To grill: On charcoal, have both hot and medium-hot sections of the grill. Put steaks over the hotter section first, searing both sides for 2 minutes a side. Then move to the less hot part of the grill and cook to an internal temperature (read on an instant-read thermometer) of 130 degrees for medium-rare (12-14 minutes, with one flip). On gas, preheat to high, then proceed as with charcoal, lowering heat to medium after the 2-minute sear.
To sear in a skillet atop the stove: Heat a heavy or cast-iron skillet over high heat for 5 minutes, or until very hot. Add 1-2 tablespoons vegetable oil (such as canola, avocado or soybean; however, not olive oil or butter) and immediately add steaks to pan. Cook to an internal temperature, read on an instant-read thermometer, of 130 degrees for medium-rare (13-15 minutes, with one flip).

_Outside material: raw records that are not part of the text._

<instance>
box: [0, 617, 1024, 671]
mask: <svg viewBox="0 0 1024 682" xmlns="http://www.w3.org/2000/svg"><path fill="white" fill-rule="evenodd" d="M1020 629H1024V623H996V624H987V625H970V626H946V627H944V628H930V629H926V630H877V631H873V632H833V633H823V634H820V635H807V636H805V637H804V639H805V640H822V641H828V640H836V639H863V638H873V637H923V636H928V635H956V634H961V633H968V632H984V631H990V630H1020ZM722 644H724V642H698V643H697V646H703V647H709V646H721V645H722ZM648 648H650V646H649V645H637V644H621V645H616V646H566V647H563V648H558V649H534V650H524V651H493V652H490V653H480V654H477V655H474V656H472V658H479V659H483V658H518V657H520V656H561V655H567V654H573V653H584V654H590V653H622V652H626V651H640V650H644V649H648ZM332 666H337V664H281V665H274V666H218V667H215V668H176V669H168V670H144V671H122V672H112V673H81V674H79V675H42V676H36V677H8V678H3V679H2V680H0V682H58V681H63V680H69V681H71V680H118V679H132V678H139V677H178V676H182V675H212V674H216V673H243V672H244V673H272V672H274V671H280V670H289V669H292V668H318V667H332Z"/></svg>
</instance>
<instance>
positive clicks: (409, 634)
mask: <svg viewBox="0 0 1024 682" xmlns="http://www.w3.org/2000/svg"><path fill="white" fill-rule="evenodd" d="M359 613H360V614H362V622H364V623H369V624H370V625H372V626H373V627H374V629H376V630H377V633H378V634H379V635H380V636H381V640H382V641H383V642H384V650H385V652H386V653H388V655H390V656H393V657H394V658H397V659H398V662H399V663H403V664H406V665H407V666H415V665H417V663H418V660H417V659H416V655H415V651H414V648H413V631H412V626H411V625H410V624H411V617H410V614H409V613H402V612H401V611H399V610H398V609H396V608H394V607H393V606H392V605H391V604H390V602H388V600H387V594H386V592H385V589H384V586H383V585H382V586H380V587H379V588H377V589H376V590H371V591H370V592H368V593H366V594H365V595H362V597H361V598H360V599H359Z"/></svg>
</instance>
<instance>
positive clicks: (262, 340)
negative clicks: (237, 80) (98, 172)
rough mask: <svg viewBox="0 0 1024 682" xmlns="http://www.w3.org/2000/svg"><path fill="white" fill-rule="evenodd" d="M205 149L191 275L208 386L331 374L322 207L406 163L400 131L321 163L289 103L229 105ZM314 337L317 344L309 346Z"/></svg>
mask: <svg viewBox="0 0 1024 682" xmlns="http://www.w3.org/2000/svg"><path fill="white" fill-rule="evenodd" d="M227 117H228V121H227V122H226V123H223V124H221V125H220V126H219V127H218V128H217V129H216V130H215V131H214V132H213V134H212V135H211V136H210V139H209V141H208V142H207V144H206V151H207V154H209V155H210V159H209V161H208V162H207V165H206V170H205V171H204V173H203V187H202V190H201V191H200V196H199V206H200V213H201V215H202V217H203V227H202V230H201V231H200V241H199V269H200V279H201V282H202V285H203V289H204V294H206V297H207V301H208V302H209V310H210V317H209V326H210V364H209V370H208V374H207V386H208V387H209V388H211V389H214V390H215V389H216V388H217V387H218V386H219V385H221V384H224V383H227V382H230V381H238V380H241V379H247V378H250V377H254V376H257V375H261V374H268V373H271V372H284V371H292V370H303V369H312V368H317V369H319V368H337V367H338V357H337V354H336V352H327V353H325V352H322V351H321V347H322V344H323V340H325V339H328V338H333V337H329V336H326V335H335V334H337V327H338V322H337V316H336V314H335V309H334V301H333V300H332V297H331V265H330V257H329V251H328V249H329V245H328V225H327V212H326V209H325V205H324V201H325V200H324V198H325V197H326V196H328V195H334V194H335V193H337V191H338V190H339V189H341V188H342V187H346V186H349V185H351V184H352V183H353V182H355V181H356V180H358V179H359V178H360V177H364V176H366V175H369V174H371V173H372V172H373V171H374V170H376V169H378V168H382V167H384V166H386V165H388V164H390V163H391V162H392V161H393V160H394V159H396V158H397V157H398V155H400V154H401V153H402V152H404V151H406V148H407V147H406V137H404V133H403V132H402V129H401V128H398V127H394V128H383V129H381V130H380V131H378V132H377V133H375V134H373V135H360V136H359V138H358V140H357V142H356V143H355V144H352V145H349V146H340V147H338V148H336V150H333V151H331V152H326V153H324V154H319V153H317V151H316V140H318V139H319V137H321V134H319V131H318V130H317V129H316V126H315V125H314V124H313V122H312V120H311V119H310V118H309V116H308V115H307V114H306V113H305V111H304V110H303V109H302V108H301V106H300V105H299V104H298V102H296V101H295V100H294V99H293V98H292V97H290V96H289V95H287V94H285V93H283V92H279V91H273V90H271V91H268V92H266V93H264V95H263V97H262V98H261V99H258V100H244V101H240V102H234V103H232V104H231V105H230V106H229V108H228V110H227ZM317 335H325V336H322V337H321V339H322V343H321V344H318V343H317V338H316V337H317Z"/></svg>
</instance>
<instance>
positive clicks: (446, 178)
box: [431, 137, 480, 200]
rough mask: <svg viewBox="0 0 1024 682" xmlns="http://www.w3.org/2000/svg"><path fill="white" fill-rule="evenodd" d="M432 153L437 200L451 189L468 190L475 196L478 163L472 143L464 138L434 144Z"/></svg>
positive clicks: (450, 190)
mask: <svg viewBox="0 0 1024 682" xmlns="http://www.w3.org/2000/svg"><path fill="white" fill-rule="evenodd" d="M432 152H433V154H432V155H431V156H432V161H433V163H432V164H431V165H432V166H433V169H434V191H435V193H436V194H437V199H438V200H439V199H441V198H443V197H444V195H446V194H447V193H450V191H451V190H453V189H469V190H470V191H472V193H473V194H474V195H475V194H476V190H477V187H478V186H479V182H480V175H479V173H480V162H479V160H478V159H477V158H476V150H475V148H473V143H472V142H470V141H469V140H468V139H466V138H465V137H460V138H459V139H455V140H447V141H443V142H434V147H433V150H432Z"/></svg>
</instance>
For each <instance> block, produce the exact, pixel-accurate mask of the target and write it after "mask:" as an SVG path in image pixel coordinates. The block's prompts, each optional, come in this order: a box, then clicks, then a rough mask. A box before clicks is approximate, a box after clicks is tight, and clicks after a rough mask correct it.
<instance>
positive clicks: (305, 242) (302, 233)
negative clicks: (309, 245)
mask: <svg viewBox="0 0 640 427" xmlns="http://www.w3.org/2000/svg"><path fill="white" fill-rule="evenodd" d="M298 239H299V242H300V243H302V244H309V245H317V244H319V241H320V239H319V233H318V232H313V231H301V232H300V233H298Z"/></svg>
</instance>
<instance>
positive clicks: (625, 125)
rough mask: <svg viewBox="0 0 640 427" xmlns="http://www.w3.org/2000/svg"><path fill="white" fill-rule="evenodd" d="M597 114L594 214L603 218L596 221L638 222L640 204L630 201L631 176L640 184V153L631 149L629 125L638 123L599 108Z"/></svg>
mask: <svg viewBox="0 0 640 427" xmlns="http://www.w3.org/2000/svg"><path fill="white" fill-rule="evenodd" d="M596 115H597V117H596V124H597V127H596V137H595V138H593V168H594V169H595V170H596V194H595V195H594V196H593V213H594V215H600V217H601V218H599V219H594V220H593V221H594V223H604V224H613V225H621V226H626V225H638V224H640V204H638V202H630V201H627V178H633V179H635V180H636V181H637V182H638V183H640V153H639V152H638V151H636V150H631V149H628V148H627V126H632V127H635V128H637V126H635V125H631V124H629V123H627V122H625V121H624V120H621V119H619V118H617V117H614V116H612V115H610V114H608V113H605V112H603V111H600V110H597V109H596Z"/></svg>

For both methods of cooking here, remove the steaks from the heat source and rest them on a counter, cutting board or warmed plate for 5 minutes before serving, tented loosely with foil. (The internal temperature will rise about 5 degrees, which is desired.) Resting the steaks allows the internal juices to redistribute themselves away from the surface of the steaks where they have traveled due to the heat of cooking and back into and throughout the meat.